第一部 ゲスト講演・櫻井賢さん(高39回)「マッサン」の舞台裏を語る

本年度年次総会は6月28日午前11時から、堺駅前のホテル・アゴーラリージェンシー堺において開催された。
今回のゲストスピーカーはNHKのチーフプロデューサーで朝ドラ「マッサン」の制作統括にあたった櫻井賢氏(高39回)。
「マッサン」はニッカウヰスキーの創業者・竹鶴政孝とその妻リタをモデルにしたドラマで昨秋~今春に放映されたばかり。会場は同期・高39回の仲間32人を含む200人超の参加者でぎっしり。櫻井氏も「ものすごく緊張してます」と言いつつも、おもしろおかしく「『マッサン』の舞台裏」を語った。
高校時代は「レギュラーになったらもてるかも」という動機でハンドボール部に所属。そして「『野生の王国』が好きでイルカとともに暮らすのがあこがれだった」だけで大阪大学理学部生物科学科に入り、アメリカ留学もして大学院にも行ったのにある日「やっぱり映画監督や」と進路変更。「むちゃくちゃですね」「母親が泣いてましたわ」という櫻井氏。ちなみにその母親・櫻井園子さん(高8回)もこの日参加されていた。
しかし、周囲に反対されながらもNHKに採用され「ドラマ部」に。

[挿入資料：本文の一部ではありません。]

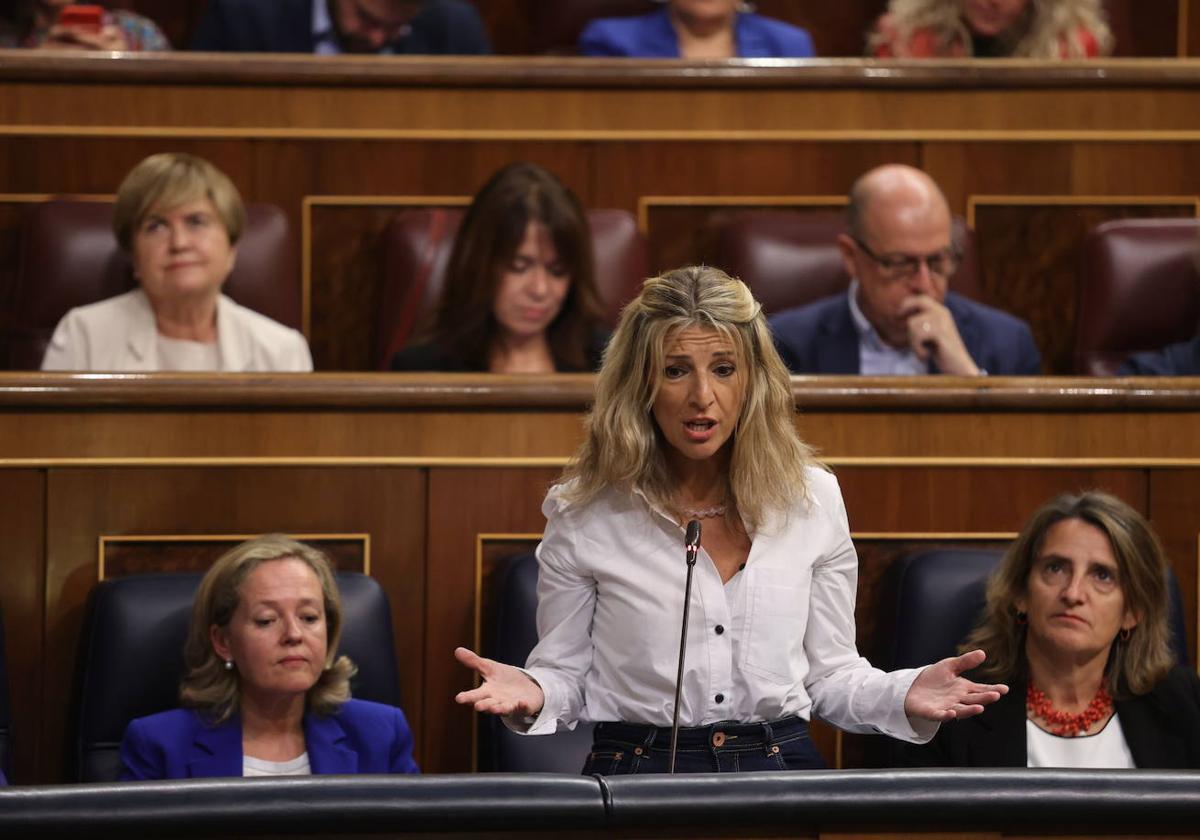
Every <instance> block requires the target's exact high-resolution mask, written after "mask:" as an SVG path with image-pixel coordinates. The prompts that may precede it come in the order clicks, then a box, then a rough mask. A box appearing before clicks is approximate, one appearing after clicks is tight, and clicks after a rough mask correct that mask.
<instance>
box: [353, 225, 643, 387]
mask: <svg viewBox="0 0 1200 840" xmlns="http://www.w3.org/2000/svg"><path fill="white" fill-rule="evenodd" d="M463 212H464V211H463V210H446V209H422V210H404V211H402V212H398V214H396V216H395V217H394V218H392V220H391V223H390V224H389V226H388V232H386V234H385V238H384V257H383V288H382V290H380V305H379V314H378V320H377V323H376V354H377V355H376V360H377V364H378V367H379V370H386V368H388V365H389V362H390V361H391V356H392V355H395V353H396V352H397V350H400V349H401V348H403V347H406V346H407V344H408V343H409V341H410V340H412V338H414V337H418V336H419V335H420V330H421V329H424V328H426V326H428V324H430V319H431V317H432V316H433V311H434V308H436V307H437V304H438V299H439V298H440V296H442V284H443V282H444V281H445V271H446V264H448V263H449V262H450V251H451V250H452V248H454V239H455V236H456V235H457V233H458V226H460V224H461V223H462V217H463ZM587 217H588V227H589V228H590V230H592V250H593V254H594V260H595V281H596V290H598V292H599V294H600V305H601V307H602V317H604V323H605V324H607V325H608V326H613V325H614V324H616V323H617V317H618V316H619V314H620V308H622V307H623V306H624V305H625V304H628V302H629V301H630V300H631V299H632V298H635V296H636V295H637V293H638V292H640V290H641V288H642V281H643V280H644V278H646V271H647V256H646V238H644V236H643V235H642V233H641V230H638V229H637V222H636V221H635V220H634V217H632V216H631V215H630V214H628V212H625V211H624V210H588V211H587Z"/></svg>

「いってみればパシリのような」ところから徐々にプロデューサーへの階段を上がっていく。
そして、「朝ドラをやってみないか」との話があったのが2012年5月。

朝ドラは「関わってから3回くらい誕生日を迎える」という長丁場。脚本づくりに1年半、事前取材に1年、そして放映期間は半年。半年間、中だるみもなく視聴者をひきつけなければならない。そのためには「国境」が必要ではないかと考え始め、あれこれ考えていたころ、たまたま入った店に置いてあったパンフレットでニッカの創業者・竹鶴夫妻のことを知る。大阪にいたこと、妻のリタさんの数奇な人生。ドラマにできそうだとひらめく。しかし、やるとなるとロケ地はスコットランド、北海道、広島、大阪に及ぶ。「これはだめだろうと思いながら企画を出したところ、採用されて自分で驚きました」という。そこから、異例の朝ドラ制作の苦労が──。

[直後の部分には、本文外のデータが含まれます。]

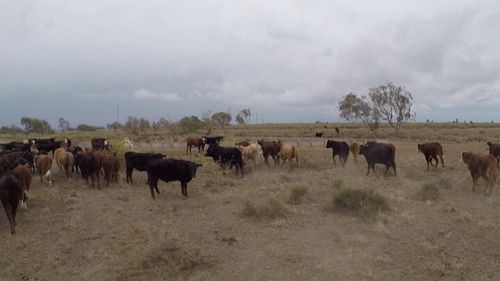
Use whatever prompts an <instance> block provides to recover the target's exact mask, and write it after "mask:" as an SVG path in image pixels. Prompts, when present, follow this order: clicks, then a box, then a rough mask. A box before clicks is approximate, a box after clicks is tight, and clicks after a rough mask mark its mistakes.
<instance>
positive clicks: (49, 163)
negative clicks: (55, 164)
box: [35, 154, 52, 186]
mask: <svg viewBox="0 0 500 281" xmlns="http://www.w3.org/2000/svg"><path fill="white" fill-rule="evenodd" d="M35 166H36V169H37V171H38V173H40V181H41V182H43V178H45V179H46V180H47V181H48V184H49V186H51V185H52V179H51V176H50V175H51V170H50V169H51V167H52V157H51V156H48V155H45V154H40V155H37V156H36V158H35Z"/></svg>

ロケ地が何カ所にも分かれているため、いったんセットを造ると、そのセットを使うシーンはまとめて撮らねばならない、という「地獄のロケ押し」。また、ニッカ、サントリーという実在するライバル同士の企業が関わるドラマ。事前に赴いたところ両社から企画には難色を示されたが、押し切って制作。「民放では絶対できない、NHKだからこそできたドラマ」だった。
また、エリー役のシャーロット・ケイト・フォックスについては、とにかくオーディションでの演技力が群を抜いていた。当初はハーフタレントでもいいかと思っていたそうだが、実際にはまったく日本語を読めない・話せない外国人がヒロインに決定、そのことが結果的によかったと振り返る。「現場でのコミュニケーションにひとつの『壁』がある。これが、今回のドラマをやるということなんだ、と思った」と。
講演は時に脱線しつつ、最後は時間が足りなくて駆け足という状態だったが、参加者は大満足。大きな拍手がわいた。